2013年5月には,日本全域で27個の地震があり(2013年5月日本全国月別),地震面積比は2.29とプレート相対運動の2倍以上であった.この大きな地震面積比は,2013年5月14日に伊豆小笠原域のマリアナ海溝スラブで起ったM7.3がほぼ1年分の地震面積を持っていたことによる.他の区域の地震面積比は,千島海溝域で0.03月分,日本海溝域でも0.56月分,琉球南海域で0.10月分と極めて少なく,2013年4月の日本全域活発化(速報41)から静穏化し,奇数月の静穏化を継続している.

マリアナ海溝スラブのM7.3の深度は619kmと,1994年9月以来のマリアナ海溝域地震の最深記録であった2007年10月31日M7.1の216kmを大幅に更新したばかりでなく,2002年6月3日M6.1の小笠原海溝域最深記録521kmも100km近く更新した.そのため,本速報の日本全域の震央震源図の表示枠組を変更した.

このような震央震源図表示枠組の変更は,千島海溝域で2011年5月25日M5.4の深度585kmが2004年11月7日M6.0の最深記録507kmを更新した後,2012年8月14日M7.3の654km(速報30)が大幅更新した時に次ぐもので,東日本大震災以後,太平洋スラブの深発地震面の先端がマントル深部に伸張していることを示している.

2013年5月の日本海溝域では,地震面積比が半月分であったが,東日本大震災以降に現われた太平洋プレートの屈曲沈み込みを示す地震(特報1)―海洋プレート深層の押広正断層-t型(紫色)・海洋プレート浅層の引裂正断層T型(紺色)・海溝軸から島弧側の移動調整nt型(空色)―が起り,現在も太平洋プレートが沈み込んでいることを示している.また,宮城・福島県沖では屈曲したスラブが平面化する際の地震―引剥逆断層+p型―が起っている(2013年5月東日本月別).
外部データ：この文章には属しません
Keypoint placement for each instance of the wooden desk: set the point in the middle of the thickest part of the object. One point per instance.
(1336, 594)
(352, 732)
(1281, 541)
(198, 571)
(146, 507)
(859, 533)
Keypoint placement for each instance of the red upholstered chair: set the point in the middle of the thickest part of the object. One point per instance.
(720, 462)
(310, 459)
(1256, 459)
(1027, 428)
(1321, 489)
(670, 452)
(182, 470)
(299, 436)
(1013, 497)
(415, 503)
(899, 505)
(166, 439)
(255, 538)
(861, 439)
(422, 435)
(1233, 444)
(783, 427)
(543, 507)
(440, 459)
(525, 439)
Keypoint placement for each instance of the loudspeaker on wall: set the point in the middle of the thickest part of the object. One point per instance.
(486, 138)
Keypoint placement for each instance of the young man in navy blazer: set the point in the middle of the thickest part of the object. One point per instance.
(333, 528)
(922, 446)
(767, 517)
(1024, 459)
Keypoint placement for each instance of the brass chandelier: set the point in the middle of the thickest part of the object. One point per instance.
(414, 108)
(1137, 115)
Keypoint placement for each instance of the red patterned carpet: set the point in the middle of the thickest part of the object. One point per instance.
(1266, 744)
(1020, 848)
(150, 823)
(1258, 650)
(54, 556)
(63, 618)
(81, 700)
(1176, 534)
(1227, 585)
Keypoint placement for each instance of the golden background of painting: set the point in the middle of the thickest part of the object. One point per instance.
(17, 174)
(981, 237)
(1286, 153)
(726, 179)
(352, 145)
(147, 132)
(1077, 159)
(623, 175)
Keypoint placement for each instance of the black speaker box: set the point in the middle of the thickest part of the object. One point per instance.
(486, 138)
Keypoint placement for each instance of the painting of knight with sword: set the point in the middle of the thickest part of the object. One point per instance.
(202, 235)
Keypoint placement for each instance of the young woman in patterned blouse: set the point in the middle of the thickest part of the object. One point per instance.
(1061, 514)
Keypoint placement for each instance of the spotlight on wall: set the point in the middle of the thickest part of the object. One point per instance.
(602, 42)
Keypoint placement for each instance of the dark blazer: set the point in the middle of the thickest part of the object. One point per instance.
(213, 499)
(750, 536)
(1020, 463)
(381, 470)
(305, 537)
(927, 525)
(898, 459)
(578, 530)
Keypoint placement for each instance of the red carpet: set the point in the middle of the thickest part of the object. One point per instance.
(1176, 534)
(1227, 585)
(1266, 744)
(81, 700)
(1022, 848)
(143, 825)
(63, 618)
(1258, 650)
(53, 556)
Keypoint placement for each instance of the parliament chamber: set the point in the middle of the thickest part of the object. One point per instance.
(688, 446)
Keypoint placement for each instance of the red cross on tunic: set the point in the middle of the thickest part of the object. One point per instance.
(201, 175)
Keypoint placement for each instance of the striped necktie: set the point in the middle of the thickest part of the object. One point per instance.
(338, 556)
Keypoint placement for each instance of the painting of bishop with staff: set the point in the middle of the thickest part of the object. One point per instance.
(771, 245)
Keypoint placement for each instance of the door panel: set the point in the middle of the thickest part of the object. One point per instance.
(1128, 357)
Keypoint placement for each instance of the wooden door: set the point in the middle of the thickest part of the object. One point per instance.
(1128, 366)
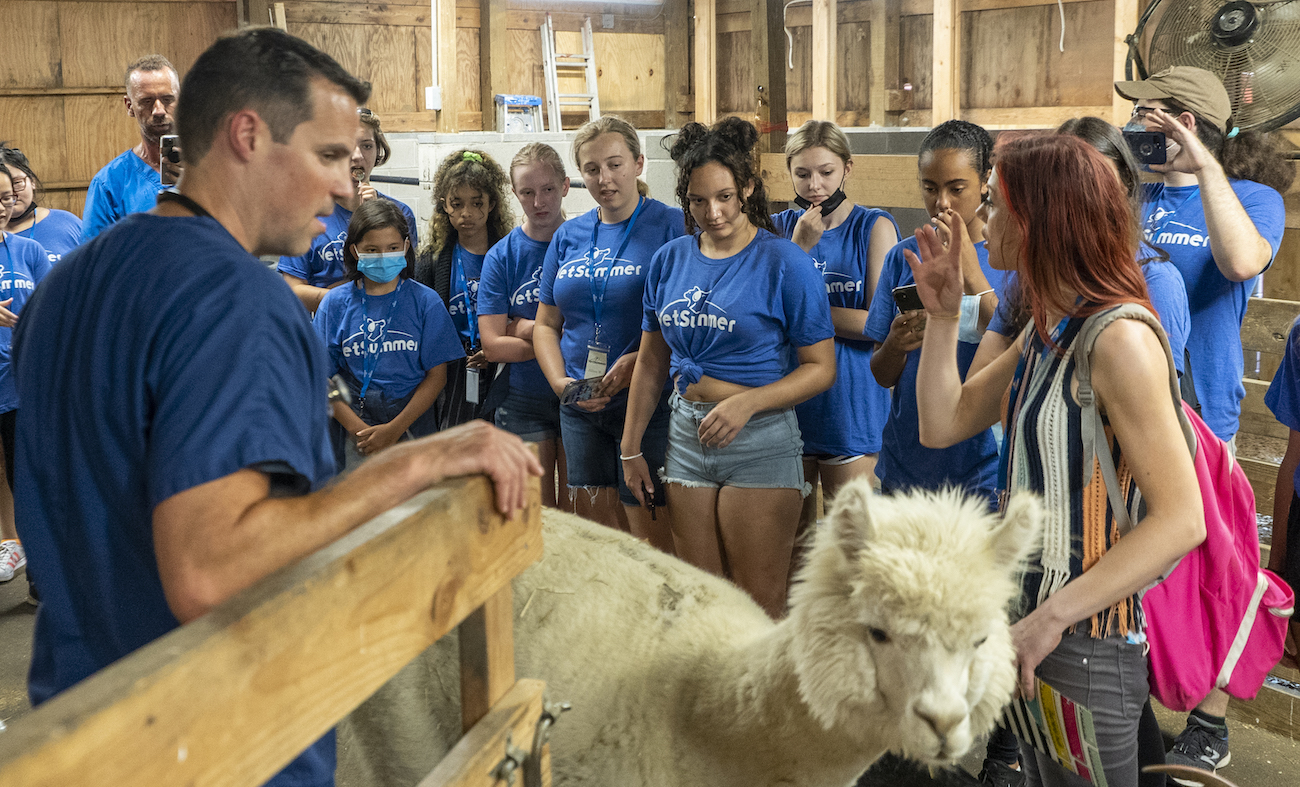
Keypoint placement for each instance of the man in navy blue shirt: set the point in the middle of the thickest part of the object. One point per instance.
(130, 182)
(174, 429)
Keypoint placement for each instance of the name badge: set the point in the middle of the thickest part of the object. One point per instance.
(597, 359)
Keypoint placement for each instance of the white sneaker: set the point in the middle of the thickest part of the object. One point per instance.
(12, 557)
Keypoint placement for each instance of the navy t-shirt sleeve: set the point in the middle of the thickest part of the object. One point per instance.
(230, 394)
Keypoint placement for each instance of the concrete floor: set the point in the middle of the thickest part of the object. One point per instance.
(1260, 759)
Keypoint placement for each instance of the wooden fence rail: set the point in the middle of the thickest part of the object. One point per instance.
(232, 697)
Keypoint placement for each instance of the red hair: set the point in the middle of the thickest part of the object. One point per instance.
(1078, 226)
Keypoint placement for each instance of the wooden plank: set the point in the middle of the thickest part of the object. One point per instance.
(447, 120)
(878, 181)
(824, 61)
(706, 61)
(486, 657)
(291, 654)
(472, 761)
(767, 43)
(493, 72)
(676, 63)
(1266, 324)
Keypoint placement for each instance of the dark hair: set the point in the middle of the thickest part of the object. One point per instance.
(14, 158)
(962, 135)
(376, 213)
(261, 69)
(1247, 156)
(729, 142)
(150, 63)
(1078, 229)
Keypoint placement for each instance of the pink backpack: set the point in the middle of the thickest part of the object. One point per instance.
(1217, 619)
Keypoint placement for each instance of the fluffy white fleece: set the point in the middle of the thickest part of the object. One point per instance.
(897, 639)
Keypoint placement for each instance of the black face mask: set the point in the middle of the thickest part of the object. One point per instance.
(828, 204)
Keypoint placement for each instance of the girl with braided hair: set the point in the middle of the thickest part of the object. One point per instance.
(740, 320)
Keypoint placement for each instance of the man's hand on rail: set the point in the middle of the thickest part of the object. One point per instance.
(480, 446)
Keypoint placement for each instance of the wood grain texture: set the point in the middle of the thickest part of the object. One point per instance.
(291, 654)
(878, 181)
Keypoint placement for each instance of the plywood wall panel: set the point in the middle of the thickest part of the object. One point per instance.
(31, 50)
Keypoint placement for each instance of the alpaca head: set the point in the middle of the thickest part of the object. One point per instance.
(900, 618)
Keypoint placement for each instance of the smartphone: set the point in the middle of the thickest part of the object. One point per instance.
(579, 390)
(908, 298)
(1148, 147)
(828, 204)
(169, 159)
日本海溝・伊豆海溝・相模トラフが交わる海溝・海溝・海溝型プレート三重会合点付近で衝突逆断層P型(ピンク色)の海溝外地震が起っており,太平洋プレートの押力に対してスラブ過剰のためにスラブ引力が小さくなっていることが分かる.最上小円区北縁のスラブ中層で正断層t型(黒色)が起っているが,その引張主応力軸方位は49°であり,スラブ不足の最上小円区におけるスラブが沈み込むための裂開と考えられる.
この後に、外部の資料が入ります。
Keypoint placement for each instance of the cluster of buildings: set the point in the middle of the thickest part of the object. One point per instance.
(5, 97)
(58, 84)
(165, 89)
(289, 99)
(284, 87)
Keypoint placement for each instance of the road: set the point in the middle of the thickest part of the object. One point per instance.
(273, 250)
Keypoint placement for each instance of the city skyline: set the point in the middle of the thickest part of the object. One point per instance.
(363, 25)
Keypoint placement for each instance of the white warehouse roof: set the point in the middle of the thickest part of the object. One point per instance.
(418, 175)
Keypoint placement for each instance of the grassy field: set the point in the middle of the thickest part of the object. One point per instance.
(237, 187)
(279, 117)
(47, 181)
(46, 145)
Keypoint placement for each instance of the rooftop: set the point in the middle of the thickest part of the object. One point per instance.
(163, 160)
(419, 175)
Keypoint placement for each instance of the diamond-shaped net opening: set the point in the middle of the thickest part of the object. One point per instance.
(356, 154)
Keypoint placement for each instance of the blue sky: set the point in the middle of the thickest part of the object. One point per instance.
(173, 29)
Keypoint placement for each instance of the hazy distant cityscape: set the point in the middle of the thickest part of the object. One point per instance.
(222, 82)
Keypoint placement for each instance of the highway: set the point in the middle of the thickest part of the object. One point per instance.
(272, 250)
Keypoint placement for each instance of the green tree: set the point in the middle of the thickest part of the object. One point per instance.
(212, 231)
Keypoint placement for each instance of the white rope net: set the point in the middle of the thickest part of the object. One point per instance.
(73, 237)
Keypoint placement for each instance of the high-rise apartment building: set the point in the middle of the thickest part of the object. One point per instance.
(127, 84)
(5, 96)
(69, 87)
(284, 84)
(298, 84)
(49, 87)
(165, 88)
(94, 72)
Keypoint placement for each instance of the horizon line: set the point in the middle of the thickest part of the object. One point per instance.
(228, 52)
浜通域では2013年1月31日のM4.7以来,5月13日・15日にM4.5・M4.4の正断層t型地震が起った.M4.0以下の地震も採録している自動発震機構解(2013年5月東日本IS月別)では7個の地震を採録している.

2.2013年6月の地震予報

太平洋プレートは日本海溝に沿って沈み込みを継続していることから,再来が予想される3つ目の宮城県沖地震への警戒が必要である.また,浜通地震も活発化していることから,その後に予想される宮城県北部地震にも注意が必要である.

マリアナ海溝の最深地震の発生と房総沖の三重会合点付近の地震は,フィリッピン海プレートに異変が現われているとも考えられるので,関東から西南日本・琉球海溝・台湾の地震活動の活発化に警戒が必要である.